My own acting teachers studied with Chekhov and it is through them I first learned of this extraordinary man’slife and accomplishments. While working in the archive, I recently came upon a lecture that Chekhov gave on the topic of “Justifying the Actor’s Profession.” I delight in my own discoveries and in the prospect of sharing them with the Chekhov community in this new edition I’m publishing, and with my students at Whitman. As I wade through the thousands of pages of Chekhov’s lectures and lessons, my imagination reveals to me an inspired and heroic teacher, speaking not only to students of his time but to the thousands of students who would follow when the time was right.

From the forthcoming expanded edition of Michael Chekhov’s Lessons for Teachers of his Acting Technique, July 8, 1937:

Justifying The Actor’s Profession

I was always so unhappy when I heard such indifferent appreciation of the theater, because I felt ashamed for my whole life.

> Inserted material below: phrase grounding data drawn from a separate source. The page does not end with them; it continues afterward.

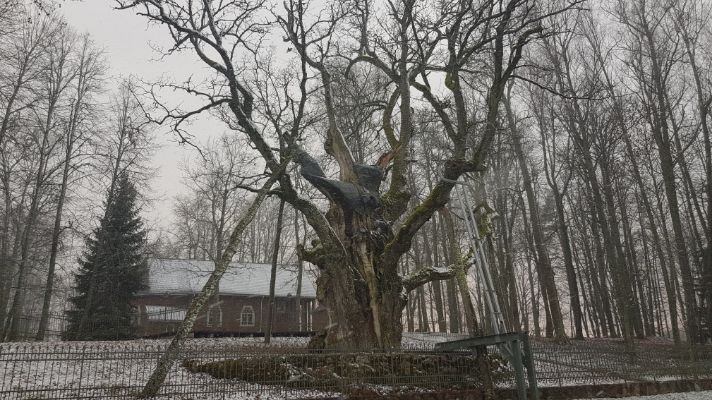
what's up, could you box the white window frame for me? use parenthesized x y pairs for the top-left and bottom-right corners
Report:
(145, 305), (187, 321)
(240, 306), (255, 327)
(206, 304), (223, 327)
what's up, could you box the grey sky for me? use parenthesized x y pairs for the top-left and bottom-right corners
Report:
(60, 1), (222, 233)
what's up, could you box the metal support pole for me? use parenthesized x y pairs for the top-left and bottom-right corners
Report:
(512, 338), (527, 400)
(522, 332), (539, 400)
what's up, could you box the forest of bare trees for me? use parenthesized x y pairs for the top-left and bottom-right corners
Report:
(0, 0), (710, 349)
(0, 4), (152, 341)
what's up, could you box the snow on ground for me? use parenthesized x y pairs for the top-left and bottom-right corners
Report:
(401, 331), (469, 345)
(576, 391), (712, 399)
(0, 338), (333, 399)
(2, 335), (710, 399)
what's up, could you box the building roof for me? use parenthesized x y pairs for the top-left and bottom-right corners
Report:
(140, 259), (317, 298)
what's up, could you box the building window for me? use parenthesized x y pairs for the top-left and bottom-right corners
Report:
(145, 306), (186, 321)
(240, 306), (255, 327)
(206, 304), (223, 327)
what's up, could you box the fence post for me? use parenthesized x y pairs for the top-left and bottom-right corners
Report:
(521, 333), (539, 400)
(553, 349), (563, 387)
(77, 345), (86, 398)
(511, 339), (527, 400)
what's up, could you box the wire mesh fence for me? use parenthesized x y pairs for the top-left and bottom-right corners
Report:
(1, 335), (711, 399)
(3, 314), (69, 341)
(0, 338), (507, 399)
(531, 339), (712, 387)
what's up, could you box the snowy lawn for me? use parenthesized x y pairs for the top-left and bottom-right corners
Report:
(0, 338), (335, 399)
(575, 390), (712, 399)
(0, 334), (471, 399)
(2, 335), (710, 399)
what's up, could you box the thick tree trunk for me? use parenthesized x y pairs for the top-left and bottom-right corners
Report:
(312, 259), (405, 348)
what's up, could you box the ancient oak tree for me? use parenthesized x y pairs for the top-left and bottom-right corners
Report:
(116, 0), (578, 349)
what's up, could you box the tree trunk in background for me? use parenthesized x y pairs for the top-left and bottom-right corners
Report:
(521, 197), (541, 337)
(439, 212), (461, 334)
(0, 166), (14, 331)
(494, 190), (520, 331)
(411, 232), (428, 333)
(621, 119), (680, 343)
(599, 159), (639, 346)
(653, 131), (699, 342)
(425, 224), (446, 332)
(35, 135), (72, 341)
(294, 212), (305, 331)
(0, 18), (50, 335)
(552, 189), (582, 338)
(624, 3), (700, 343)
(264, 199), (285, 344)
(618, 184), (647, 337)
(680, 21), (712, 340)
(441, 207), (478, 335)
(508, 106), (566, 341)
(417, 285), (429, 332)
(5, 108), (54, 341)
(37, 40), (100, 339)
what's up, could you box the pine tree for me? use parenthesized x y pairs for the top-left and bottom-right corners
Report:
(64, 173), (147, 340)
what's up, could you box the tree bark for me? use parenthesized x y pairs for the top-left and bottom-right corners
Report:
(140, 171), (282, 398)
(441, 207), (479, 335)
(264, 199), (285, 344)
(293, 212), (305, 331)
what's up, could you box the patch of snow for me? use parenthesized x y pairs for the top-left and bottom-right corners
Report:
(2, 335), (710, 399)
(575, 390), (712, 400)
(401, 331), (469, 348)
(0, 339), (330, 399)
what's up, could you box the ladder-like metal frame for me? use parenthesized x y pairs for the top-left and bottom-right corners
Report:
(450, 177), (505, 335)
(445, 177), (539, 400)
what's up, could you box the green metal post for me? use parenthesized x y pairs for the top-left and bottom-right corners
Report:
(512, 338), (527, 400)
(522, 332), (539, 400)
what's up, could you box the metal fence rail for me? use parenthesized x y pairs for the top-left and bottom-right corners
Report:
(1, 337), (711, 399)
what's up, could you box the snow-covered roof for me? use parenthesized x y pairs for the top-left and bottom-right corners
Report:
(141, 259), (317, 298)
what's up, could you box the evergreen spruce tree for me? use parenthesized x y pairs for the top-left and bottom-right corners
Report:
(65, 173), (147, 340)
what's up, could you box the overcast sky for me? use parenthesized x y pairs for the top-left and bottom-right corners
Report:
(60, 1), (223, 234)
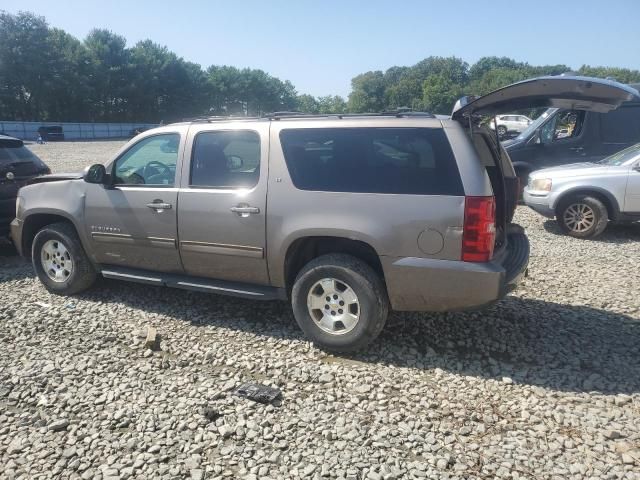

It was really something dreadful when I began to feel that I was a person who only amused others who were able to pay for their seats in the theater, in order that they might laugh, or be quiet, or be entertained.

The Actor’s Sacrifice

To fight with this lack of appreciation and to justify our profession, we must be heroes. This means that we must open ourselves, and show that we are human beings and artists. Do you want to see my heart? Then I will cry in you, and you will cry in me and with me. And I will laugh with you, and in you. Then it is something—a sort of sacrifice. But without this it is not worthwhile, and, for me, it is really shameful to be an actor.

By all these words I want to say that we must appreciate the feelings more than ever before. You must take this something which I have tried to explain to you, and put it into your being somewhere so that it will grow, if we want to overcome this difficulty, which is a sense of shame before our own feelings. It is natural for everyone to be ashamed or be afraid of showing his feelings, or of being hurt, but we must do this; we must be hurt, because a quiet psychological life is not for an artist. It is possible to live without being hurt, but it is not the way for an artist. I would have nothing to say to my audience because nobody could penetrate into my heart and make disorder there. I must be tortured, because that is my path in life if I am an artist. It means I sacrifice my heart. I must experience this, and then I will be able to say from the stage something against this hurting.